FBI Ten Most Wanted Fugitive
- Charges: Murder; Unlawful Flight to Avoid Prosecution;
- Alias: Joseph M. L. Gardner; Joe Gardner;

Description
- Born: Joseph Martin Luther Gardner January 15, 1970 Detroit, Michigan, U.S.
- Died: December 5, 2008 (aged 38) Broad River Correctional Institution, Columbia, South Carolina, U.S.
- Cause of death: Execution by lethal injection
- Gender: Male
- Height: 5 ft 8 in (1.73 m)
- Occupation: Criminal; FBI Ten Most Wanted fugitive

Status
- Convictions: Murder Kidnapping
- Penalty: Death
- Added: May 25, 1994
- Executed: December 5, 2008 (aged 38)
- Number: 437
- Executed

= Joseph Gardner (murderer) =

American former fugitive executed in South Carolina (1970–2008)

Joseph Martin Luther Gardner (January 15, 1970 – December 5, 2008) was an American fugitive and convicted criminal who was executed in South Carolina for murder. Gardner was one of several men who kidnapped and raped 25-year-old Melissa McLauchlin on December 30, 1992. McLauchlin was then shot five times by Gardner before her body was dumped on the side of a road. After the murder, Gardner fled the state and remained a fugitive for nearly two years. He was added to the FBI Ten Most Wanted Fugitives list on May 25, 1994, and captured in Philadelphia, Pennsylvania, on October 19, 1994.

==Murder==
On December 30, 1992, an intoxicated 25-year-old Melissa McLauchlin locked herself out of her house in North Charleston, South Carolina. As she crossed the street towards a grocery store, she was picked up by Gardner and two other men; Matthew Carl Mack and Matthew Paul Williams. The three men kidnapped McLauchlin and took her back to a mobile home where she was raped repeatedly and assaulted. McLauchlin was then bound with a blindfold, handcuffed, and placed on the floor inside a car.

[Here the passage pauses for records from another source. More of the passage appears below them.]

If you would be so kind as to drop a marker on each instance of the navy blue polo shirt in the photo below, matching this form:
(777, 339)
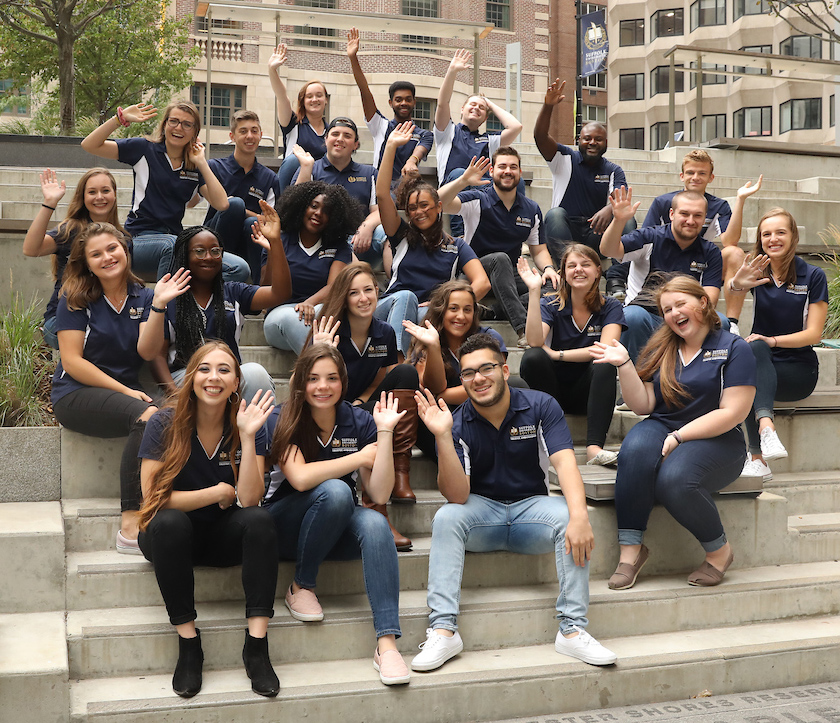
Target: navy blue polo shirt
(489, 227)
(259, 184)
(358, 178)
(354, 430)
(304, 135)
(238, 297)
(724, 360)
(110, 338)
(582, 189)
(380, 128)
(457, 144)
(310, 268)
(453, 371)
(161, 192)
(718, 214)
(380, 350)
(564, 332)
(204, 468)
(416, 270)
(511, 463)
(783, 309)
(654, 249)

As the men drove along a highway, McLauchlin broke free from the handcuffs and tried to escape. Gardner then pushed her head back and shot her twice in the face. He then dumped her body along a highway in Dorchester County where he shot her another three times, killing her.

The murder was racially motivated, with Gardner making a New Year's Resolution to kill a white woman after watching news footage of the acquittal of police officers for the beating of Rodney King. The group planned to kill a white woman as revenge for "400 years of oppression", including slavery. Notes were found explaining the motive.

==Aftermath==
All three men fled the state after the crime. Mack and Williams were arrested in January 1993, but Gardner remained a fugitive for nearly two years. He was added to the FBI Ten Most Wanted Fugitives list on May 25, 1994. He was captured in Philadelphia, Pennsylvania, on October 19, 1994, and taken back to South Carolina to face trial. Gardner was the 437th fugitive to be placed on the FBI's Ten Most Wanted fugitives list and spent nearly five months on the list before being captured.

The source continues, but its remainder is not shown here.